Working my calves has paid off. I want to be as proportioned as possible


----------



## aon1 (Feb 25, 2016)

chicken_hawk said:


> I have shitty calves (but great forearms that I never train), but I have seen this situation before. And unfortunately I view them as tools. Why, one because it looks stupid...I would look like popeye. Two, why don't these jokers spend time on their quads and hams? This is not meant to be harsh at all, but it is no different then guys with chicken legs and imho shows a lack of heart. The two examples from my gym only do leg extensions and leg curls.  Sorry to bust your balls but it peevs me.
> 
> Hawk



By all means I asked for all opinions and value honesty because in general its usually some of the best advise. I've been hitting a full leg work out every 4 days as long as I'm not to sore I've just added in the EOD calves recently . My quads and hams train fairly easy also and is part of wanting to perfect my calves because I don't like the overblown upper legs look but have to train them to stay in proportion . I guess I was kind of thinking if I can get calves at tipping point of to much it may balance out the look. But like I say I want all opinions ,that's why I ask.


----------



## AR-15 (Feb 25, 2016)

Chicken legs due to lack of heart? Id have to disagree with that one Hawk. Maybe since my legs are nowhere near up to par with my upper body. I know how to train for size as my upper body will atest to but no matter what I do my legs will never catch up. I have what I call runners legs and Im sure its do to genetics. No its not a cop out. Its just the way it is. Ive walked out many of times from leg day pucking in the parking lot thinking wtf? Dont get me wrong I have muscler legs but nothing like my upperbody. When people bust my balls and say my arms are as big as my legs I just say hey Im built for speed. Lol Seriously though it sucks and to me its embarrassing but what can you do except keep hitting on getting on and hope the fucking things will grow....AR....


----------



## squatster (Feb 25, 2016)

With legs - these guys can get your legs huge
You just need to find what gets them up for you
Mine was heavy heavy full squats sumo style with also high reps and real heavy presses always deep in the hole and almost fully extended- did them every 5 days and some times sooner if I felt good


----------



## custom creation (Feb 25, 2016)

Deep frontal squats will blow up your legs. I can also say that winstrol and prop injected eod per quad will make them huge! I know because I have done it!

Bear


----------



## 101st Ranger (Feb 25, 2016)

I say make them as big as possible. although bodybuilding is and does favor an overall proportioned physique, when you take the population of bbers as a whole, the whole point is to stand out and look as freakish as possible. So, I would say any genetic advantage you have, you should employ. And hell, even the pros do it. And calves are the perfect example of this. Some have respectable calves and others have development that looks inhuman lol. I say go for the inhuman look


----------



## chicken_hawk (Feb 26, 2016)

AR-15 said:


> Chicken legs due to lack of heart? Id have to disagree with that one Hawk. Maybe since my legs are nowhere near up to par with my upper body. I know how to train for size as my upper body will atest to but no matter what I do my legs will never catch up. I have what I call runners legs and Im sure its do to genetics. No its not a cop out. Its just the way it is. Ive walked out many of times from leg day pucking in the parking lot thinking wtf? Dont get me wrong I have muscler legs but nothing like my upperbody. When people bust my balls and say my arms are as big as my legs I just say hey Im built for speed. Lol Seriously though it sucks and to me its embarrassing but what can you do except keep hitting on getting on and hope the fucking things will grow....AR....

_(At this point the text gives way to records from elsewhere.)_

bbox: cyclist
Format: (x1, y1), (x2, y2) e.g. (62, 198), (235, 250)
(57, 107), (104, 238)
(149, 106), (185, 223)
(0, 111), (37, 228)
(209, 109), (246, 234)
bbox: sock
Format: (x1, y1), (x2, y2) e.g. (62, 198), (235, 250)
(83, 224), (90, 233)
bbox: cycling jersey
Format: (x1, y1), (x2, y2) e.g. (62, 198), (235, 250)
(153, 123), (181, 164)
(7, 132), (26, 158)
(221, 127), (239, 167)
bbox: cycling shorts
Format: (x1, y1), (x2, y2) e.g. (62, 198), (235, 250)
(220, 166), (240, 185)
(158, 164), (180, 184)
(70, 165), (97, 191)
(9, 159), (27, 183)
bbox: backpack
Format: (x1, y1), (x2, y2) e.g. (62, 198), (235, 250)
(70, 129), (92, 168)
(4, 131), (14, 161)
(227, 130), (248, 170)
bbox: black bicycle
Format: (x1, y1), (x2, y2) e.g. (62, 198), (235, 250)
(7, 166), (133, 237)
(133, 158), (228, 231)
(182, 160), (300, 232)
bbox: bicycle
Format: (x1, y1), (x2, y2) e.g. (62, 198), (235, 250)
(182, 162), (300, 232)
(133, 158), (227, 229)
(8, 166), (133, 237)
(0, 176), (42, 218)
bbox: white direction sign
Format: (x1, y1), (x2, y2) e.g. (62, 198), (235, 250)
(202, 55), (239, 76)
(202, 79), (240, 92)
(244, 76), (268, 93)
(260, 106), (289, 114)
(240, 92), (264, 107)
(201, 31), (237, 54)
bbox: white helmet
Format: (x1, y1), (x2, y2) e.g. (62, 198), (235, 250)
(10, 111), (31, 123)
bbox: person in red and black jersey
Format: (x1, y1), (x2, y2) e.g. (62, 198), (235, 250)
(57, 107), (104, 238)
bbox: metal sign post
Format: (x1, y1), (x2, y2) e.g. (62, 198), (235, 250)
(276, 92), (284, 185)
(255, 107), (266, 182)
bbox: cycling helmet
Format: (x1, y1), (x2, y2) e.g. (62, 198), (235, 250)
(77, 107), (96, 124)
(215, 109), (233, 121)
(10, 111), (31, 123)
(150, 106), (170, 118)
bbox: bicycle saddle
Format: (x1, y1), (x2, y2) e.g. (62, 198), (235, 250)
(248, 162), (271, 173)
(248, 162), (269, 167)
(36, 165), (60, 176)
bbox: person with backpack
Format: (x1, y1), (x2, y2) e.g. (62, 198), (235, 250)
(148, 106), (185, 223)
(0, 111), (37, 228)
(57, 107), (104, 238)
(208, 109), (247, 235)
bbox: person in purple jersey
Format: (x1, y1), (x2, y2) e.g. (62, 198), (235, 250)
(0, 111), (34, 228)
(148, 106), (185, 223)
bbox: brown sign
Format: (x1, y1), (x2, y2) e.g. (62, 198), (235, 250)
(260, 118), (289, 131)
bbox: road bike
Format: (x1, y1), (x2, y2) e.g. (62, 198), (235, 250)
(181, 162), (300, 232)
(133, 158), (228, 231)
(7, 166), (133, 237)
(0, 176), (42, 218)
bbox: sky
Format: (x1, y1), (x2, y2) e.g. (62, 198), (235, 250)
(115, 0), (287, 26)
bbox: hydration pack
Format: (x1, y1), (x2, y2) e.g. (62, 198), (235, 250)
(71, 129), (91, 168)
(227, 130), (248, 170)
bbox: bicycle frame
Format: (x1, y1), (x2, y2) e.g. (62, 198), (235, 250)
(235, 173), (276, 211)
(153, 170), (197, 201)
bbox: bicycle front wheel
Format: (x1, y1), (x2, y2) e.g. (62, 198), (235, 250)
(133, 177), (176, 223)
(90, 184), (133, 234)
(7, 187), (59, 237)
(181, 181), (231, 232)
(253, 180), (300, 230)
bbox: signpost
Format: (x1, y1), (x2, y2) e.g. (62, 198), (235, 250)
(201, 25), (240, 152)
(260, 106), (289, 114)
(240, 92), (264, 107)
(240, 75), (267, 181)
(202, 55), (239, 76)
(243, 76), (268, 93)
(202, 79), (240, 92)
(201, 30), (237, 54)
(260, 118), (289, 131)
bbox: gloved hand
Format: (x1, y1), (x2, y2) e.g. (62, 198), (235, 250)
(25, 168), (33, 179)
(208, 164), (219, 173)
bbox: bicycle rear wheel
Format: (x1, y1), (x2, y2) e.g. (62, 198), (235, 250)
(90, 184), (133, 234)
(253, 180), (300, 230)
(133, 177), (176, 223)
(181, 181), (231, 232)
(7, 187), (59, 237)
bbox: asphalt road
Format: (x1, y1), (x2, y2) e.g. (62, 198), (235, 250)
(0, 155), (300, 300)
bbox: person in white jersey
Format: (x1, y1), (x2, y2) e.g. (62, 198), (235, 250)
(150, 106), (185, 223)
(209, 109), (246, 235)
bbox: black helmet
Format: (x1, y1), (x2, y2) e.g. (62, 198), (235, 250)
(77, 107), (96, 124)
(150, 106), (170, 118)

Pussy j/k.  I feel yah, and we all have been dealt our hand so small calves and wide hips/narrow shoulders is mine but here is my point. From experience guys wont stop or slow down training their strengths to make more time and recovery for weak parts.  

I will send 10lbs of ON Gold standard whey to anyone with this problem who switches to training a weak spot twice as often as their strengths and does not see significant improvement. The body can be stubborn but it will adapt given enough volume and frequency. Plumbers come in all shapes and sizes but find one without a vice grip. The body becomes its function is what the bulgarians teach and while we each have limited potential you can not make the body stop adapting baring illnes. 

My calves are behind because i often dont train them when prepping for pling meet however they are catching up  on  this hypertrophy cycle cuz I train them more frequently. Want to bench more then bemch more, want bigger forearms then train them more. Volume is king and it can't be stopped...

Hawk


----------



## custom creation (Feb 26, 2016)

chicken_hawk said:


> Pussy j/k.  I feel yah, and we all have been dealt our hand so small calves and wide hips/narrow shoulders is mine but here is my point. From experience guys wont stop or slow down training their strengths to make more time and recovery for weak parts.
> 
> I will send 10lbs of ON Gold standard whey to anyone with this problem who switches to training a weak spot twice as often as their strengths and does not see significant improvement. The body can be stubborn but it will adapt given enough volume and frequency. Plumbers come in all shapes and sizes but find one without a vice grip. The body becomes its function is what the bulgarians teach and while we each have limited potential you can not make the body stop adapting baring illnes.
> 
> ...



  Hawk,
  I'll take that protein anytime you wanna give it away!

Bear


----------



## AR-15 (Feb 26, 2016)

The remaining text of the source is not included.